A Member noted the need to manage the expectations of Members who were being advised that they would receive a response to Member Referrals within 10 working. Another Member noted that the Communities Directorate was likely to receive more Member Referrals than others due to this being the area that the public see and queried whether there was sufficient support for wellbeing.


The Corporate Director for Communities confirmed that she had developed a four-point action plan for Member Referrals which had been delivered to Group Managers and could look to roll-out as a Member Development Session. She highlighted that Member Referrals had increased from 3045 referrals in 2021-22 which was up 1000 on the year before and that in 10 weeks since the election there had been 783 Member Referral and 1093 reported incidents which was unprecedented.


A Member advised that as part of his Community Council, they had asked for the grass cutting schedules for the area and been refused as circumstances could change and in relation to MR, he suggested that if it were complex issue that a holding letter be issued to Members advising of the need for time for investigations.

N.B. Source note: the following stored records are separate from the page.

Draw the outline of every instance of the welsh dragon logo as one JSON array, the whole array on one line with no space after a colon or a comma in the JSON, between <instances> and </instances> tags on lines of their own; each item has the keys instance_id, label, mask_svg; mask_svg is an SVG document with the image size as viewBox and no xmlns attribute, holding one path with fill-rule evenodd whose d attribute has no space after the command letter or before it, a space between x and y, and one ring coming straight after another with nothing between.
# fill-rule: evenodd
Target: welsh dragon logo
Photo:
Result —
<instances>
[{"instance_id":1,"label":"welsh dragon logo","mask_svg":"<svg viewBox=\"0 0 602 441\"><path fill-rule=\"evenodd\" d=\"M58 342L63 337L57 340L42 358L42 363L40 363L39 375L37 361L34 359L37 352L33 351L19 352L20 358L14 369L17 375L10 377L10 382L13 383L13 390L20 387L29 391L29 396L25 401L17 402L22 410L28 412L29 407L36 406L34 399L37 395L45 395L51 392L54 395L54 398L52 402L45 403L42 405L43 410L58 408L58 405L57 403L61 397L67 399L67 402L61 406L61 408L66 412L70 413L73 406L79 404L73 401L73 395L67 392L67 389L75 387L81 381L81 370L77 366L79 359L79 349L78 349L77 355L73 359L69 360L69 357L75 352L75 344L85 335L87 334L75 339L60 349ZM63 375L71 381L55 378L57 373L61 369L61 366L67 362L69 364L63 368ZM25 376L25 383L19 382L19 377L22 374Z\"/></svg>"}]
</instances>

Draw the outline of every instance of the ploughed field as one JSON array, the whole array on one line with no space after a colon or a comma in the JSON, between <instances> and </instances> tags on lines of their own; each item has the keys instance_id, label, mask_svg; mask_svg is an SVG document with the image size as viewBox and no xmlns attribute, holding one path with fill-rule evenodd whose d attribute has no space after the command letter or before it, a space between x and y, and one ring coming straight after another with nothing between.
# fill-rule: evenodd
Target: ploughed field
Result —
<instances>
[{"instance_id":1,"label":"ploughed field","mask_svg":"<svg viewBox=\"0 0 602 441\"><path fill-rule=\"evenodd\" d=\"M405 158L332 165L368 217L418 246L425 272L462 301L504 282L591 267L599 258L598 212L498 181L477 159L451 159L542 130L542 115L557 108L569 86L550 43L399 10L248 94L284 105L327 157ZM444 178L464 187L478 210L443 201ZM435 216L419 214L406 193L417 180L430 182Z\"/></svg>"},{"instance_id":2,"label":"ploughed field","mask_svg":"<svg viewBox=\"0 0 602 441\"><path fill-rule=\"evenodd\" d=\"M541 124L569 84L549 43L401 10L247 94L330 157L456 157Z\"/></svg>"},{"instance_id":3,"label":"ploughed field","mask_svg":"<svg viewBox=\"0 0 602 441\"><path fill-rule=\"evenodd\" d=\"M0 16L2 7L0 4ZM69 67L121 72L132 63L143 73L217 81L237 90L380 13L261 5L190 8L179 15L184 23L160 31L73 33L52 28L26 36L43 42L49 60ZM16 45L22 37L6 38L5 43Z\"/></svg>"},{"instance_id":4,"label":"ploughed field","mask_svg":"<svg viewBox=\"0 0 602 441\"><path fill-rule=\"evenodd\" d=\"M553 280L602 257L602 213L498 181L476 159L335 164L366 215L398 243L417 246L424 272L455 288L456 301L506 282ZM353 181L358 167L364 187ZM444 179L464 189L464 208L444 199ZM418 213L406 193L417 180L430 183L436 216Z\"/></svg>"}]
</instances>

The Corporate Director for Communities confirmed that she was working on providing an acknowledgement to MR and providing any information possible. In addition, she would like to be able to provide grass cutting schedules and other community schedules on the Council’s website.


Following detailed consideration and discussions with Officers and Cabinet Members, the Committee made the following Recommendation:


  1. That the narrative for Welsh Government PAM/015 (PSR002) in Appendix A regarding Disabled Facilities Grants be expanded to clarify that it included all persons/groups.


And the Committee requested:


  1. A written response regarding the lengthy process of compelling property owners to bring their empty properties into reuse to include real case examples and timescales.


  1. Updated literature regarding Bridgend’s promotion of foster care recruitment.